Personal information
- Full name: Nathan Clarke
- Born: 27 October 1979 (age 45)
- Original team: Maroochydore
- Height: 186 cm (6 ft 1 in)
- Weight: 80 kg (176 lb)

Playing career^{1}
- Years: Club / Games (Goals)
- 2000–2002: Brisbane Lions (AFL) / 6 (4)
- 2004–2010: Eastlake (AFL Canberra) / 1+ (?)
- 2011: Brisbane Lions (NEAFL) / 1 (4)

Coaching career^{3}
- Years: Club / Games (W–L–D)
- 2004–2010: Eastlake (AFL Canberra)
- 2011–2012: Brisbane Lions (NEAFL) / 40 (22–17–1)
- ^{1} Playing statistics correct to the end of 2001.^{3} Coaching statistics correct as of 2012.

= Nathan Clarke (Australian footballer) =

Australian rules footballer

Nathan Clarke (born 27 October 1979) is a former Australian rules footballer who played with the Brisbane Lions in the Australian Football League (AFL).

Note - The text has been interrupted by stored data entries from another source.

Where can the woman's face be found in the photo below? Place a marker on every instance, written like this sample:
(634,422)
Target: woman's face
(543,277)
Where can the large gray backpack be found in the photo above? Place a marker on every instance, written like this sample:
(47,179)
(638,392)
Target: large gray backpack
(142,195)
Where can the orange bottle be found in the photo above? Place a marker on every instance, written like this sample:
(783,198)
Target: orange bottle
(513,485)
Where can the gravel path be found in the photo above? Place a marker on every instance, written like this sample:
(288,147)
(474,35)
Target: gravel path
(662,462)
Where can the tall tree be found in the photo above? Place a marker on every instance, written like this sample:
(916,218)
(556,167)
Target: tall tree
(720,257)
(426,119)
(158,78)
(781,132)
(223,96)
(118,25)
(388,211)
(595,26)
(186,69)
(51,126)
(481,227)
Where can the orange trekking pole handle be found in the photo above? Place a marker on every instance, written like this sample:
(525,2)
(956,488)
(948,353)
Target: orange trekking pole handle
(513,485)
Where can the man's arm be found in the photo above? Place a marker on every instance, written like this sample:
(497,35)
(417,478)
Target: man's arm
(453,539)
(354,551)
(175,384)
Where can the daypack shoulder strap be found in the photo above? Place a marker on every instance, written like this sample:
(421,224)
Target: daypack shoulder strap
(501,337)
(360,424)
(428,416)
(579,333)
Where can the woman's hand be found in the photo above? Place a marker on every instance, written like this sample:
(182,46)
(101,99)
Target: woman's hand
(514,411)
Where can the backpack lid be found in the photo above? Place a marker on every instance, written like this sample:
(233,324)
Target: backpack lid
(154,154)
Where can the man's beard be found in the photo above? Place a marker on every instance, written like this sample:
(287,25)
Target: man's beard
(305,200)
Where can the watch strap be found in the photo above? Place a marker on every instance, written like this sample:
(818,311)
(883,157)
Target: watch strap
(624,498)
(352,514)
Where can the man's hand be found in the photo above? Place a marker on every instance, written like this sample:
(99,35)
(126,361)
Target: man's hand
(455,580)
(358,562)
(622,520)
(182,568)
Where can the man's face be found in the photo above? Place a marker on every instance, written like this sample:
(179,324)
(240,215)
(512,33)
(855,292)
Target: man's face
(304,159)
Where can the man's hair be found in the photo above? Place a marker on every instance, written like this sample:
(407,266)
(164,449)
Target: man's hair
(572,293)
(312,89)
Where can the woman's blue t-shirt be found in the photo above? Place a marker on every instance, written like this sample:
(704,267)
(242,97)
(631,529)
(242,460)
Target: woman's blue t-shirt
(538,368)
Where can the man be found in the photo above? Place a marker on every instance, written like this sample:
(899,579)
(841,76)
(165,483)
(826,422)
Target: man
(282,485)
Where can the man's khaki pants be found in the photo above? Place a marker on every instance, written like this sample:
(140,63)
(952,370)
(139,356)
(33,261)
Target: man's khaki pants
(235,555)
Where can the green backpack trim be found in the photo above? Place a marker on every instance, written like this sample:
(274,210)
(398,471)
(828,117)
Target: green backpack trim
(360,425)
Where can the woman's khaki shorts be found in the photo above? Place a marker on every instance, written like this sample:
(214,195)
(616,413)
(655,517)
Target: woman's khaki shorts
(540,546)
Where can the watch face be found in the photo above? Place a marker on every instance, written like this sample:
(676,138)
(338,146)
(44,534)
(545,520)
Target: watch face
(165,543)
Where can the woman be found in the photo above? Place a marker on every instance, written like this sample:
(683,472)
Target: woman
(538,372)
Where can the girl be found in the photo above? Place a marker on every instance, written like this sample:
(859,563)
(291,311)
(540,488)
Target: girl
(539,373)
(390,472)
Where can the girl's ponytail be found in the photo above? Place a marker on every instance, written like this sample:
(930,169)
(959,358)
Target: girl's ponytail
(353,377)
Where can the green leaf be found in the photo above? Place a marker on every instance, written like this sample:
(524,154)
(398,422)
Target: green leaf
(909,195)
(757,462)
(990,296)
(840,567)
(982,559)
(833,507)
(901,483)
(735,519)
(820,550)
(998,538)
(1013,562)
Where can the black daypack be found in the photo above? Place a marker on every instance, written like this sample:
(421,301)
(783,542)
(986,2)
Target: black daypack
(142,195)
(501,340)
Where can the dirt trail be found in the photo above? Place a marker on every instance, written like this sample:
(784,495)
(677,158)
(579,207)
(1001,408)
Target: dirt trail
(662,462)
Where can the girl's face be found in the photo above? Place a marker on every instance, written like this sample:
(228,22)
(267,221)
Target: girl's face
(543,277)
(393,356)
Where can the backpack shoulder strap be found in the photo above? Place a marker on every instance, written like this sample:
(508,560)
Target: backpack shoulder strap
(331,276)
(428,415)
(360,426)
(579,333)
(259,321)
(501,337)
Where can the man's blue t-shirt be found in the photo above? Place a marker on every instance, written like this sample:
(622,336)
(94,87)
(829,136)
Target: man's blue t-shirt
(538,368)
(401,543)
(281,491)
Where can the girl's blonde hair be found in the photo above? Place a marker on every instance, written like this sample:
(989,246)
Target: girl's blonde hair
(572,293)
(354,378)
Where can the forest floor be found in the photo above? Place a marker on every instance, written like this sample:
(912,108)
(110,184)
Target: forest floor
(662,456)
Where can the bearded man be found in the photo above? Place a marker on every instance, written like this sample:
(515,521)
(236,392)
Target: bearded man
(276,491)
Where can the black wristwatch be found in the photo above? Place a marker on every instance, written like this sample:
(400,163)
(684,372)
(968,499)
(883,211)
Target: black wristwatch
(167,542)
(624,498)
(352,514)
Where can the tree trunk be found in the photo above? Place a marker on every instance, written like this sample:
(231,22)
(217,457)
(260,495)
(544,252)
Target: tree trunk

Clarke was recruited by Brisbane through the rookie draft, from Maroochydore in Queensland. His father, Barry, is a half forward flanker in the state's official Team of the Century.

A utility, he played his first game late in the 2000 AFL season, against Hawthorn at the Gabba. In a memorable league debut, Clarke kicked two goals, took 10 marks and had 18 disposals. After appearing just twice in 2001, a Brisbane premiership year, he was delisted by the Lions. Clarke then nominated for the 2001 AFL draft and was redrafted by Brisbane with pick 45, which they had received in the Trent Knobel trade. He wasn't able to break into the seniors in 2002 and was delisted again, at the end of the year.

He coached the Brisbane Lions reserves side, who compete in the North East Australian Football League Northern Conference, to two premierships in 2011 and 2012. Previously, he played in Canberra, where he captain-coached Eastlake.